Debbie Romeo (left) began this drop-in group over 6 years ago, when she realized she needed more support to heal from the ending of a 26-year marriage. Debbie navigated co-parenting two beautiful daughters and finding new employment. She started this every other week, drop-in group on Sundays at 10:45 am after 9:30 mass. Out of her suffering and need, she gave birth to a vocation that many have benefited from after walking through those doors. She leads this peer-based group with a gentle hand. She keeps in touch with alumni, as well as has encouraged more social connection outside of group meetings for those seeking more community.
The gift she created for me:
“I felt listened to. I could share my pain and being lost without being judged. I could talk in circles until I could start hearing my own voice and some light returned. I was Not Alone. I saw parts of my story in others’ stories. I realized I was still worthy of love and belonging.”
From this vantage of receiving generous, compassionate listening without judgment and seeing myself in others’ stories, I slowly gained insight and peace.
Experiencing joy and suffering is an inevitable part of being human. All of our lives have taken hits. In our American and Catholic culture, we invest a lot of energy and celebration at the beginning of love and marriage. But little time, as things can unravel or end in separation or divorce, for any myriad of reasons. I’ve said to many that the people I’ve met through YANA are some of the most courageous, beautiful people out there.
Omid Safi writes in an OnBeing post, “My friend and his former wife had gone through these divorces in secret and silence. Their union and wedding had been public.
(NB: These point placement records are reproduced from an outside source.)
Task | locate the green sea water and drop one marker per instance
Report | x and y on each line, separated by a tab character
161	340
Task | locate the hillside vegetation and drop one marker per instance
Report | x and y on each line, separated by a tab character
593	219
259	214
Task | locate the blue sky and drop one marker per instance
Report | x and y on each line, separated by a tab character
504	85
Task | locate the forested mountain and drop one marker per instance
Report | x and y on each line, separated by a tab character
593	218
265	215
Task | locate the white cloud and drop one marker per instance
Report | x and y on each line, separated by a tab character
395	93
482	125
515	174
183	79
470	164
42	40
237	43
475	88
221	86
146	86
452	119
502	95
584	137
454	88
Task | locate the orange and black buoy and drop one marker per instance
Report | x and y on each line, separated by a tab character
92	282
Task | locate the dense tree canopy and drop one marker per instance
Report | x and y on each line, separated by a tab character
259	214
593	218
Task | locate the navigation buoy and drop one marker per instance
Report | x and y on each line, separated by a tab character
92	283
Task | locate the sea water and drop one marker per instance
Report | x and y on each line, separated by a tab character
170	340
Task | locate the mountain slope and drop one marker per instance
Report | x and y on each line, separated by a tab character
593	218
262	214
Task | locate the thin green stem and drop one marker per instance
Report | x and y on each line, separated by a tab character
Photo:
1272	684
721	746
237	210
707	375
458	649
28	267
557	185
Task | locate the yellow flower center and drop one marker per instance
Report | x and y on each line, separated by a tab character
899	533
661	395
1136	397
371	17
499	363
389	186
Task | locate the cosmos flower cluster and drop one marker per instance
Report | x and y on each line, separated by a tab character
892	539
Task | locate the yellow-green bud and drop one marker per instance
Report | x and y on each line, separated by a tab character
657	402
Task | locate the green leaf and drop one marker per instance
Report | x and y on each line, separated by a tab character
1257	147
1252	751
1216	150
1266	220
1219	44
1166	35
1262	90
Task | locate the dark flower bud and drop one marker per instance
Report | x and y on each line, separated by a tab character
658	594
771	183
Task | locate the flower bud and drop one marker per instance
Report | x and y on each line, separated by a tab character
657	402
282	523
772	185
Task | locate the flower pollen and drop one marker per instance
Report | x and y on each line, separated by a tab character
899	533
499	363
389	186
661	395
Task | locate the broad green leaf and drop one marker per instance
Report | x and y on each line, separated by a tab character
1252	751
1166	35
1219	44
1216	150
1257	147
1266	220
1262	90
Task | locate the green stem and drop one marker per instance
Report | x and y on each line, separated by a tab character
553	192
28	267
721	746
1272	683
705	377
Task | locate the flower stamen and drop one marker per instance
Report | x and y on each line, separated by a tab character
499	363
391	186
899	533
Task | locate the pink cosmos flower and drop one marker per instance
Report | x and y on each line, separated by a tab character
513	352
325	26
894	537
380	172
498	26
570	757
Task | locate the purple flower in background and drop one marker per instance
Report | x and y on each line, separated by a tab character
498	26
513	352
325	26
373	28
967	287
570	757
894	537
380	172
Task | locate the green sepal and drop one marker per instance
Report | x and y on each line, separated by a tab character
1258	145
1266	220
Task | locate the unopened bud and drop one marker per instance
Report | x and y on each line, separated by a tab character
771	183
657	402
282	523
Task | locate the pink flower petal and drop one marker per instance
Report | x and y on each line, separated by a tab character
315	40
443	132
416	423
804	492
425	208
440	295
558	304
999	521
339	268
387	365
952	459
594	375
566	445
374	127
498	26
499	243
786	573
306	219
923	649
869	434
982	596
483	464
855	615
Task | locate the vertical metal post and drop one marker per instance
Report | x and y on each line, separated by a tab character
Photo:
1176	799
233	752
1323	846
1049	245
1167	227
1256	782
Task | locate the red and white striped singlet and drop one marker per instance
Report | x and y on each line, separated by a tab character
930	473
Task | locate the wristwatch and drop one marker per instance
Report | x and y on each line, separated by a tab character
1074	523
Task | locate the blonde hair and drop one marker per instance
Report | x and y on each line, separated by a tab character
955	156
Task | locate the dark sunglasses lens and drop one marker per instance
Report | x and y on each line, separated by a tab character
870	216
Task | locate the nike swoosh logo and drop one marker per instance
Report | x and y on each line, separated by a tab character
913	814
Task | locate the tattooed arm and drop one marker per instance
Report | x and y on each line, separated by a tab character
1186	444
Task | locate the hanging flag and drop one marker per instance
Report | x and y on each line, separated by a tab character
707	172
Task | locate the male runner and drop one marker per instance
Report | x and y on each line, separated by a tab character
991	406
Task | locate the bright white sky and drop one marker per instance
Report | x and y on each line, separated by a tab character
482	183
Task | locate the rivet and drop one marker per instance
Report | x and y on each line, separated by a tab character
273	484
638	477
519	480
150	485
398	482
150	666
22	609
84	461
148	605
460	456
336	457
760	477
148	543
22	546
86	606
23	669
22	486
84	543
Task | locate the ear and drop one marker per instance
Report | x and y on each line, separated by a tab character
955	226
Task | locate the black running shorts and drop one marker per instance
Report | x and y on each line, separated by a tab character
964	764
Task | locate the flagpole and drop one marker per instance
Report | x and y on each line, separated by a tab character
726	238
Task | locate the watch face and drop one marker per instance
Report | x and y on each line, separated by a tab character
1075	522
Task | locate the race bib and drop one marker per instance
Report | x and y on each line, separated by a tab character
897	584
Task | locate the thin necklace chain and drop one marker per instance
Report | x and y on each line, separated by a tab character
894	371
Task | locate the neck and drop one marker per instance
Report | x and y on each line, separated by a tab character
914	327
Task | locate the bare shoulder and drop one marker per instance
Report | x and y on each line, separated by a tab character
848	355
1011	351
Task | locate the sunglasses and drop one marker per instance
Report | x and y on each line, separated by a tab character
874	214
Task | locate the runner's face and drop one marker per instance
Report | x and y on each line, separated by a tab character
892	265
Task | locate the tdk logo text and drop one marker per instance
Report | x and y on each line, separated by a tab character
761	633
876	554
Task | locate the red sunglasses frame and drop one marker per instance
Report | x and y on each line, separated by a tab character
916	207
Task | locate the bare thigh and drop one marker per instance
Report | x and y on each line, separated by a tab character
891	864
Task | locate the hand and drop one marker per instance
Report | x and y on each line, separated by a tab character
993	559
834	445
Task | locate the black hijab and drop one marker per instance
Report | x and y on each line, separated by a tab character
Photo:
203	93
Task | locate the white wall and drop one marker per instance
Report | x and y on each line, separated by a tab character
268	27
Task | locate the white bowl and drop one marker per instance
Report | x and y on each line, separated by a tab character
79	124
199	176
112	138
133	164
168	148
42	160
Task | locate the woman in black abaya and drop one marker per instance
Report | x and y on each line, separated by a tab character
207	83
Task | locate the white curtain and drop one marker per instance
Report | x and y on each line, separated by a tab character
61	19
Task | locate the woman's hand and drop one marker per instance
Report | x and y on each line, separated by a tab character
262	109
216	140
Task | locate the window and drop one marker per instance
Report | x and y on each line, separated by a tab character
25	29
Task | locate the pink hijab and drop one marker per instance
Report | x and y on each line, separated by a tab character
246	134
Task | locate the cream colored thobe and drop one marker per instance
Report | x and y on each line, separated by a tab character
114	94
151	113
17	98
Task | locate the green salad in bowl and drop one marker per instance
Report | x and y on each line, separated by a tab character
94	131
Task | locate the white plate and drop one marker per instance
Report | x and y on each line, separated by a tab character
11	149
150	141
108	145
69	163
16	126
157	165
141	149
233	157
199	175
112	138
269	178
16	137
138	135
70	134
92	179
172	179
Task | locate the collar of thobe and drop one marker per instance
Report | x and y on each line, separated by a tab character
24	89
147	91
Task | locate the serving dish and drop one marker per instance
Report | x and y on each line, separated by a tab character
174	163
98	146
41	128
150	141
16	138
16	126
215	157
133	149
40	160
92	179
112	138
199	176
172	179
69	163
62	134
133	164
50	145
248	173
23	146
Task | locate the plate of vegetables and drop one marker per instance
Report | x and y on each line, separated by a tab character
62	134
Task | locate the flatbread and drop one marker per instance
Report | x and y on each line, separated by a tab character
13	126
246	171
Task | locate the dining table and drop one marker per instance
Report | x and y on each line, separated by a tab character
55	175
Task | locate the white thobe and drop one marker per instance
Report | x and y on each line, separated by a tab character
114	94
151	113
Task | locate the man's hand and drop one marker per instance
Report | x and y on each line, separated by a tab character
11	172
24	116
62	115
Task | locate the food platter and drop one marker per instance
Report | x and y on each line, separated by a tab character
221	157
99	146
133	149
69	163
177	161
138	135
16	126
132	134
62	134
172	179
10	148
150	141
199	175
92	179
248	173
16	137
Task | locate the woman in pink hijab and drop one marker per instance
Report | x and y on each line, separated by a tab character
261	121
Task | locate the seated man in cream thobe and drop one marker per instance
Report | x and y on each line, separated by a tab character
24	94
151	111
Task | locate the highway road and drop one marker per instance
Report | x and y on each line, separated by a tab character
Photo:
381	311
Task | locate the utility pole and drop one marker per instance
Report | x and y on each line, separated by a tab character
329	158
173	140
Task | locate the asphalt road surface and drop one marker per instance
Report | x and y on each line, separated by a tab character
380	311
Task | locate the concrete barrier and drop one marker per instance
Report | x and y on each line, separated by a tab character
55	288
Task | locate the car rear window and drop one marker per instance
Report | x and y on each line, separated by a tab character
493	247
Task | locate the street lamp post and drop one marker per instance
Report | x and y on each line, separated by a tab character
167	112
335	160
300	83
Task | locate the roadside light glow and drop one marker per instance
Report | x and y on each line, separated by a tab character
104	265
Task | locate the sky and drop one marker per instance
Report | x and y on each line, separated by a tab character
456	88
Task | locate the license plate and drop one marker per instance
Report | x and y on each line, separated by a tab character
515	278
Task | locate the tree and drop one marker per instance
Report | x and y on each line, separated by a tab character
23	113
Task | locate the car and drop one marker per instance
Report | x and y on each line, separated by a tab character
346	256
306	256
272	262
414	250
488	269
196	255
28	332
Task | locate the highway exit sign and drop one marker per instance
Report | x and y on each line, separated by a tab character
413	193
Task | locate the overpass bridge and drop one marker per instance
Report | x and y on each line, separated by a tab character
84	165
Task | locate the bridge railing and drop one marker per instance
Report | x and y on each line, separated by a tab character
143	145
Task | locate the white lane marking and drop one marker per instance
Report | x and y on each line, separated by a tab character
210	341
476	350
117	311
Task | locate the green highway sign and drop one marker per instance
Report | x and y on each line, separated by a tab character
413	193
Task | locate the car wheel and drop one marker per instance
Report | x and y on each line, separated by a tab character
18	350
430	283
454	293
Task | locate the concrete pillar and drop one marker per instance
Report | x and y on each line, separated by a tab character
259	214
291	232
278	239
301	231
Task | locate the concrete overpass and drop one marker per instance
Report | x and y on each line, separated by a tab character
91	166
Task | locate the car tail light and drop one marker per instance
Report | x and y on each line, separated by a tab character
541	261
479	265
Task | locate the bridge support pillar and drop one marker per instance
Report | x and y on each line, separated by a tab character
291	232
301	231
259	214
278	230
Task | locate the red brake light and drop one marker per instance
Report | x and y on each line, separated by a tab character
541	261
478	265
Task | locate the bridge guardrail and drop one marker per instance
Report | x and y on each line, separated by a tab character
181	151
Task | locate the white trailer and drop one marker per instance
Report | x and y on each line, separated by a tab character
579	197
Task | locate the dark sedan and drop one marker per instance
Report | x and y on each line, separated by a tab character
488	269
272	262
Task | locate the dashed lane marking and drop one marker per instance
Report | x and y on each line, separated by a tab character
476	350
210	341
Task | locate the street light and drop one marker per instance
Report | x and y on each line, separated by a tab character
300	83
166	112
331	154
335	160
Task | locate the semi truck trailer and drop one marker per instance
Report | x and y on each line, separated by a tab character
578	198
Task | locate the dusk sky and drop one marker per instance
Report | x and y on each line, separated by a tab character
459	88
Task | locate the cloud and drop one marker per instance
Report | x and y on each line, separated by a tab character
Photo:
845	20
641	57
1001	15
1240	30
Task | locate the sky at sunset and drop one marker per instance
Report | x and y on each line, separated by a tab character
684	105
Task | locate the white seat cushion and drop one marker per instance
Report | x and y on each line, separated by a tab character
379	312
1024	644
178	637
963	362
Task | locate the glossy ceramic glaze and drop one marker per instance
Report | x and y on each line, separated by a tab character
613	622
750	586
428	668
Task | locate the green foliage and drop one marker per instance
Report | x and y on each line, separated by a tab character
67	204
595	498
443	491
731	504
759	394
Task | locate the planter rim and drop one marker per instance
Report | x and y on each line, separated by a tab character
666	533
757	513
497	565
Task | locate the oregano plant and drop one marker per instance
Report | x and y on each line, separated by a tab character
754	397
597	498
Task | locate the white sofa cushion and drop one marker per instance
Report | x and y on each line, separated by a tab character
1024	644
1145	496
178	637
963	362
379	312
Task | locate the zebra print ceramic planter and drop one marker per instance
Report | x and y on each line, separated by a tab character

Their divorces took place mostly in the shadows.
And it made me ponder, how is that the coming together is in the light, in public, a public celebration — but the falling apart done in the shadows, in silence, in loneliness?
If we are a community, we should be together through thin and thick, for better and for worse. We stand together in the valleys and on the mountaintops. How do we make it possible for us to stand together when each of us goes through the valleys?
Why do we celebrate together but suffer in silence?”
YANA meetings, as well as an upcoming retreat, offer this community that Omid Safi ponders for suffering and reminds me of where Jesus is even in this mess, “For where two or three are gathered in my name, there am I among them.” Thank you Debbie Romeo for how you transformed your suffering into vocation here at Old St Pat’s, what a gift and legacy of healing you have created! You are a bright light. On behalf of the many who have attended (or will attend) your group over the years, thank you.